Au Québec, en ville et ailleurs, il y a un énorme potentiel pour la pratique du plein air et son développement. Alors ouvre l’œil, dans les prochaines années, l’offre va exploser d’avantage avec des activités d’initiation en tout genre, faciles d’accès, dans différents lieux (de plus en plus inusités peut-être), où tu peux louer du matériel ou l’acheter à petit prix. C’est un futur extrêmement intéressant, n’est-ce pas?  

NOTES

* Honnêtement, tu peux avoir la définition qui te fait plaisir, si tu veux inclure la motoneige dans les activités de plein air, you do you. On fait juste synthétiser la littérature qui existe déjà.
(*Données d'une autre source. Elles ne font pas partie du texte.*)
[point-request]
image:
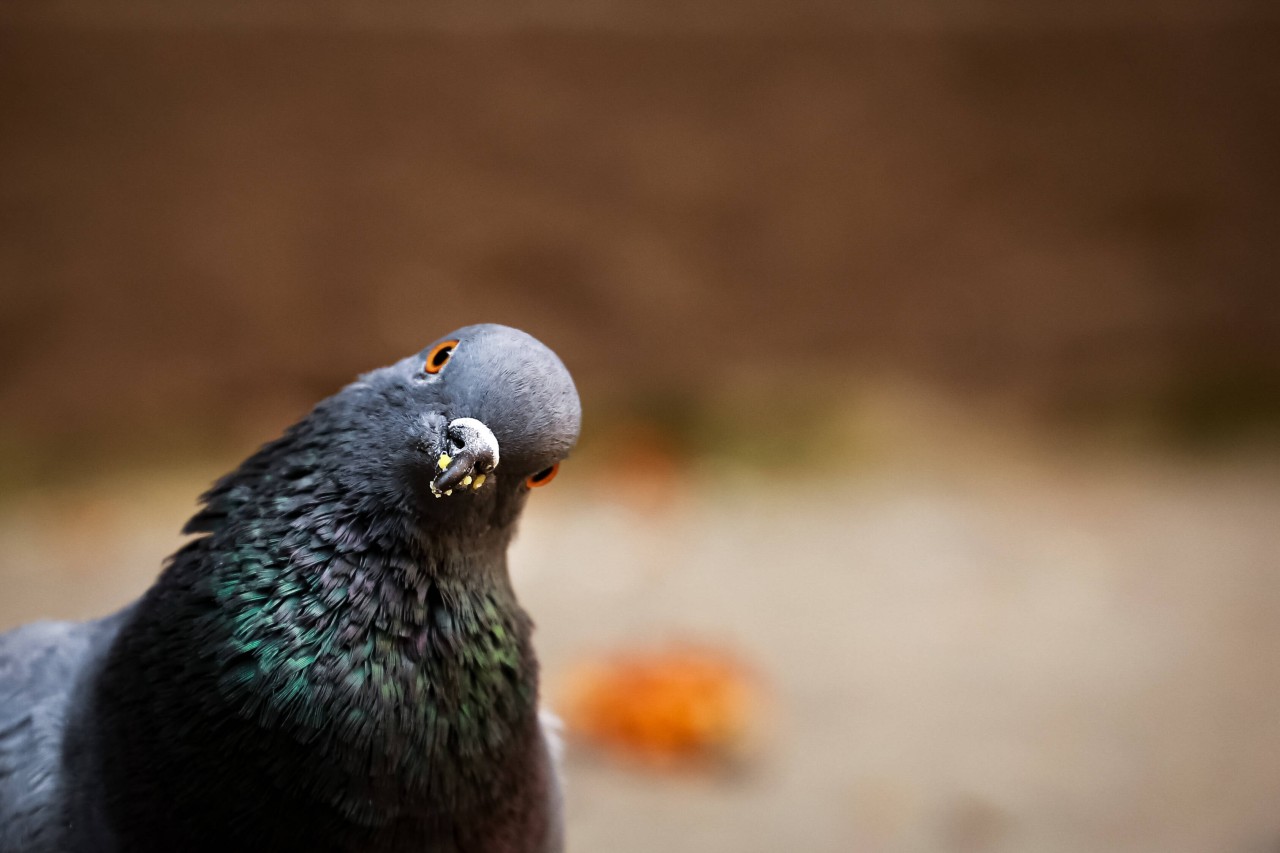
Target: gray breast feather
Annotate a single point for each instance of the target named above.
(40, 665)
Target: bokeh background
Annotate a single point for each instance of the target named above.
(929, 354)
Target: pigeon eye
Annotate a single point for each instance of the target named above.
(543, 477)
(439, 356)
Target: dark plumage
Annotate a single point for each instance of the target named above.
(337, 661)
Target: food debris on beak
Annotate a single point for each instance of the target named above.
(474, 456)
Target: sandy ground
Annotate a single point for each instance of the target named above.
(1020, 657)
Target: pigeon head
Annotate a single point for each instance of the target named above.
(483, 410)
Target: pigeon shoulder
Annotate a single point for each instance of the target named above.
(41, 664)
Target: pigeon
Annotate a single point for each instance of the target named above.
(337, 660)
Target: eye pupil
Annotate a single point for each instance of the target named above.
(438, 356)
(543, 477)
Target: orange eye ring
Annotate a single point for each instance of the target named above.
(439, 356)
(543, 477)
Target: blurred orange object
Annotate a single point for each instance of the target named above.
(676, 706)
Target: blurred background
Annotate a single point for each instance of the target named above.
(929, 354)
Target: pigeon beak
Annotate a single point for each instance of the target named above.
(470, 456)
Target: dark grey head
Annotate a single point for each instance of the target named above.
(467, 425)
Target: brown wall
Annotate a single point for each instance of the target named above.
(204, 217)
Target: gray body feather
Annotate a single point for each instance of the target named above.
(337, 661)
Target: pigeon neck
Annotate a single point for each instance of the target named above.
(352, 667)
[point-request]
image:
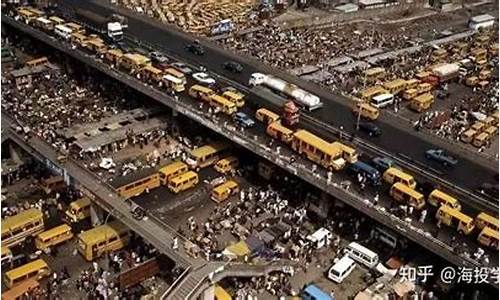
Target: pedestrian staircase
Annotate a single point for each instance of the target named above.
(196, 281)
(192, 281)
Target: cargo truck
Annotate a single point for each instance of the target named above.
(301, 97)
(109, 27)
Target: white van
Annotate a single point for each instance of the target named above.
(362, 255)
(63, 31)
(382, 100)
(341, 269)
(320, 238)
(385, 236)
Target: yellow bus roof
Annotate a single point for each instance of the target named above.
(52, 179)
(408, 190)
(20, 289)
(152, 69)
(226, 185)
(201, 88)
(56, 19)
(488, 218)
(344, 147)
(478, 51)
(20, 218)
(5, 250)
(373, 71)
(456, 213)
(228, 159)
(24, 11)
(172, 167)
(367, 106)
(100, 233)
(395, 83)
(54, 231)
(443, 195)
(424, 97)
(266, 111)
(277, 125)
(26, 268)
(490, 232)
(80, 35)
(208, 149)
(440, 51)
(399, 173)
(317, 142)
(483, 135)
(221, 294)
(411, 81)
(75, 26)
(116, 52)
(233, 94)
(424, 84)
(34, 10)
(221, 100)
(136, 58)
(373, 90)
(182, 177)
(96, 41)
(82, 202)
(174, 72)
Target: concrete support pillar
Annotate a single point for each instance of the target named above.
(14, 153)
(322, 208)
(96, 215)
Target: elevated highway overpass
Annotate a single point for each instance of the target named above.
(257, 143)
(471, 172)
(159, 234)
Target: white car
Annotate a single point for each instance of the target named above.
(203, 78)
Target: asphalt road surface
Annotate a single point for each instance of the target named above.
(469, 173)
(369, 192)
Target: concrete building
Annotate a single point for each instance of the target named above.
(480, 21)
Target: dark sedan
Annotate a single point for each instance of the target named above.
(232, 66)
(195, 49)
(370, 128)
(440, 156)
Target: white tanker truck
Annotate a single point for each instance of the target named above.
(303, 98)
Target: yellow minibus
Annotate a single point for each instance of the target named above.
(438, 198)
(488, 237)
(183, 182)
(393, 175)
(172, 170)
(103, 239)
(53, 237)
(227, 164)
(78, 210)
(223, 191)
(485, 220)
(17, 228)
(454, 218)
(403, 193)
(37, 269)
(266, 116)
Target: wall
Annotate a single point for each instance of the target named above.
(360, 14)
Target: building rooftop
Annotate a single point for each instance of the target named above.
(482, 18)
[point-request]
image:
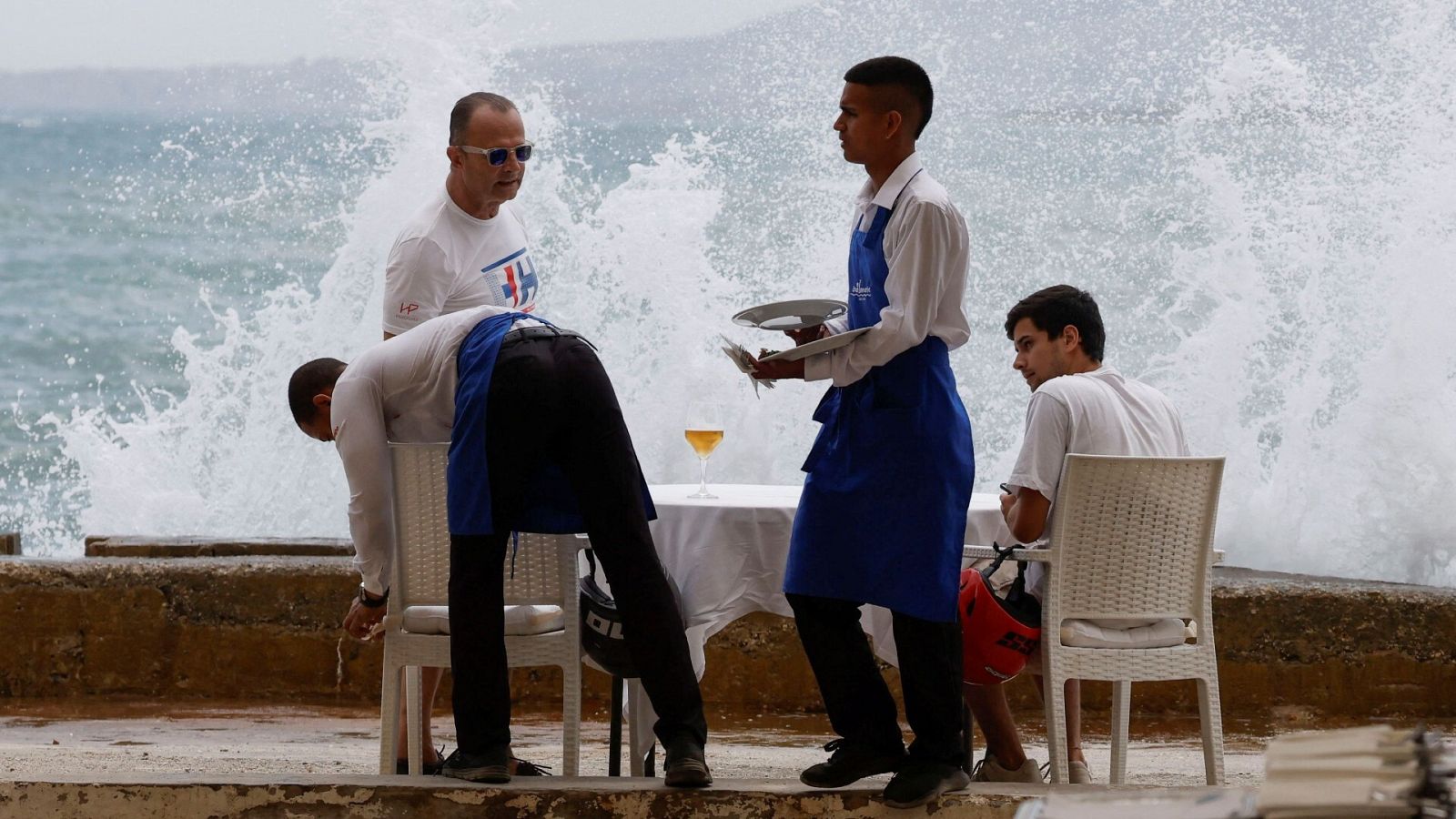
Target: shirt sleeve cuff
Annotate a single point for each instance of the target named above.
(1028, 482)
(815, 368)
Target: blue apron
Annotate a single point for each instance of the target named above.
(551, 504)
(883, 513)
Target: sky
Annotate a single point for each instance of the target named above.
(167, 34)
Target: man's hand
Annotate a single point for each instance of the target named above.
(778, 369)
(361, 620)
(807, 334)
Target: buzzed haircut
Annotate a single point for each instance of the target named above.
(468, 106)
(906, 80)
(309, 380)
(1057, 308)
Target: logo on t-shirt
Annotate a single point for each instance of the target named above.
(516, 278)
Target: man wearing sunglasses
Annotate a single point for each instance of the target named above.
(465, 248)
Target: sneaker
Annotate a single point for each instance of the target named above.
(429, 767)
(851, 763)
(990, 771)
(919, 783)
(684, 765)
(492, 767)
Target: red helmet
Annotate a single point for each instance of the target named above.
(996, 634)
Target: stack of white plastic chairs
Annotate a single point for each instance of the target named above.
(1356, 773)
(1340, 774)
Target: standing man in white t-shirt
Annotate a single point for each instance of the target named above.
(1077, 405)
(465, 248)
(468, 247)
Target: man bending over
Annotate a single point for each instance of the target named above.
(536, 445)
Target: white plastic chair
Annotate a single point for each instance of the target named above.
(417, 629)
(1132, 538)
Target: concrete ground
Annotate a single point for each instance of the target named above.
(62, 739)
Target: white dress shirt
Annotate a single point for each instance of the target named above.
(928, 251)
(400, 389)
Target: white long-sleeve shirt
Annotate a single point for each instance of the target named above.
(928, 251)
(400, 389)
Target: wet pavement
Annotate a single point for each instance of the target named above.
(50, 739)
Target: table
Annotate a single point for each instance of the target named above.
(727, 555)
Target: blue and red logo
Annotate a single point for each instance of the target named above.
(517, 278)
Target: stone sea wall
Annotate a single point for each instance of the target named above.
(267, 629)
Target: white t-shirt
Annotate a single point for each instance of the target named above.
(928, 251)
(1098, 413)
(446, 259)
(400, 389)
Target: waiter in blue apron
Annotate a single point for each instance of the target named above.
(883, 513)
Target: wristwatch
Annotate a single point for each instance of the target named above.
(371, 602)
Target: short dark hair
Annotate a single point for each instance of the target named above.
(468, 106)
(309, 380)
(907, 79)
(1055, 309)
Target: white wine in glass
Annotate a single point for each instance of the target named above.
(703, 431)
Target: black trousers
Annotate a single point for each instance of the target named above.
(855, 694)
(551, 399)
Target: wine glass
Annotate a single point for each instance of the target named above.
(703, 430)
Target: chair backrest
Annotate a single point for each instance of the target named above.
(1133, 538)
(533, 573)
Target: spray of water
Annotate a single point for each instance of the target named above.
(1269, 228)
(1324, 271)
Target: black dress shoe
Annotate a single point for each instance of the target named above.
(851, 763)
(491, 767)
(917, 783)
(524, 768)
(686, 767)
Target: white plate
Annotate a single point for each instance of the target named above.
(791, 315)
(815, 347)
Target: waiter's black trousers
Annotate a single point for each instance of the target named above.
(551, 401)
(855, 694)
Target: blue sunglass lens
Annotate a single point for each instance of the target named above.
(499, 155)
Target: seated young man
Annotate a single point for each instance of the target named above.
(536, 445)
(1077, 405)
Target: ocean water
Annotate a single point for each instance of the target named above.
(1266, 213)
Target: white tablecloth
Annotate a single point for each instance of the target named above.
(727, 559)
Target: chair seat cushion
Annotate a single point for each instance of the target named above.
(1087, 634)
(521, 622)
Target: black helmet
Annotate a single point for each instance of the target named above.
(602, 627)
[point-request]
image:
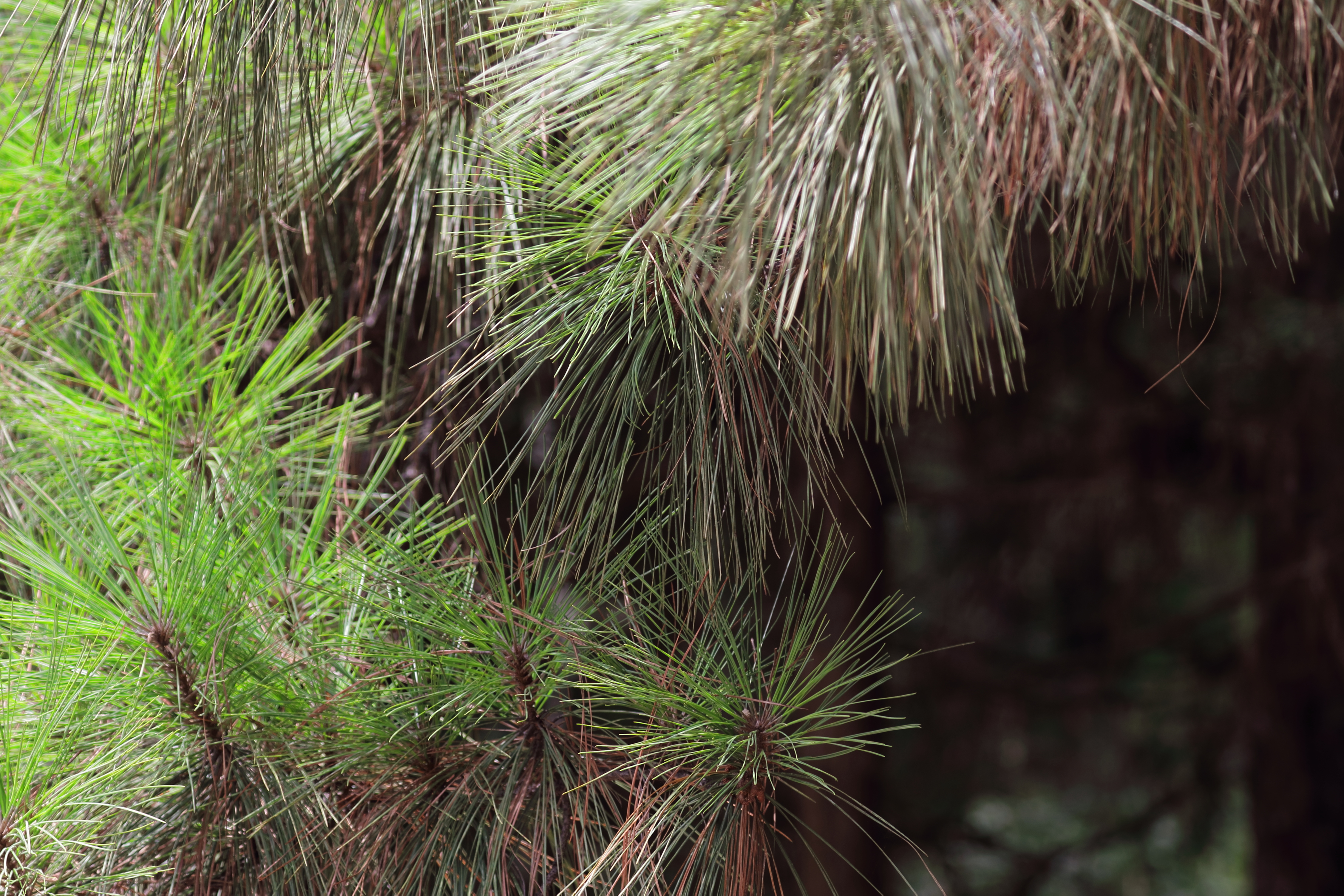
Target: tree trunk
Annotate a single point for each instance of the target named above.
(1296, 663)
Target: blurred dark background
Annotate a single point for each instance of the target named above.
(1151, 578)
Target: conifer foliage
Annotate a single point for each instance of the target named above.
(244, 652)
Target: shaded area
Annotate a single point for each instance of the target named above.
(1151, 581)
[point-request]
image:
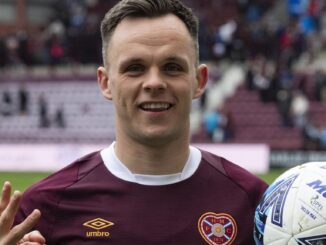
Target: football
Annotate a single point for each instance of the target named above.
(293, 209)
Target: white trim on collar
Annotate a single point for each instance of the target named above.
(118, 169)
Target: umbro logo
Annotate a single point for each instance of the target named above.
(97, 224)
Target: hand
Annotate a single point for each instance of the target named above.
(18, 234)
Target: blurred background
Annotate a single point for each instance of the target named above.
(264, 108)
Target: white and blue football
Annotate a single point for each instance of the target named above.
(293, 209)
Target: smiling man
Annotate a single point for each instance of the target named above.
(149, 186)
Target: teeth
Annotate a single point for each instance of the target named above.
(156, 106)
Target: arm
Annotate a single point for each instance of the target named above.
(18, 234)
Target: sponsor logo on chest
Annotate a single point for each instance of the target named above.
(97, 225)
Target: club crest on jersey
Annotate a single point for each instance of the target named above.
(97, 224)
(217, 229)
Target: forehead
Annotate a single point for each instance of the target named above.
(167, 31)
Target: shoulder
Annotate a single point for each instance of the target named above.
(52, 187)
(253, 186)
(71, 173)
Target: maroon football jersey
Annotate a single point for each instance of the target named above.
(85, 204)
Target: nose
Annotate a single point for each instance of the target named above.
(154, 81)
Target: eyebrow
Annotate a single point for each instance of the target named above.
(133, 60)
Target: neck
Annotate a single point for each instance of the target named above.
(169, 158)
** Les villes sont en pleine expansion, ce qui vient avec son lot de pollution et des normes d’hygiène qui ne sont pas tout à fait au point. À l’instar des milieux urbains de l’époque, des maladies comme la tuberculose, sont, elles aussi, en pleine expansion. #contrairedecool

*** L’impact économique annuel de la pratique des activités de plein air (incluant la motoneige) au Québec, s’élève à plus de deux milliards de dollars.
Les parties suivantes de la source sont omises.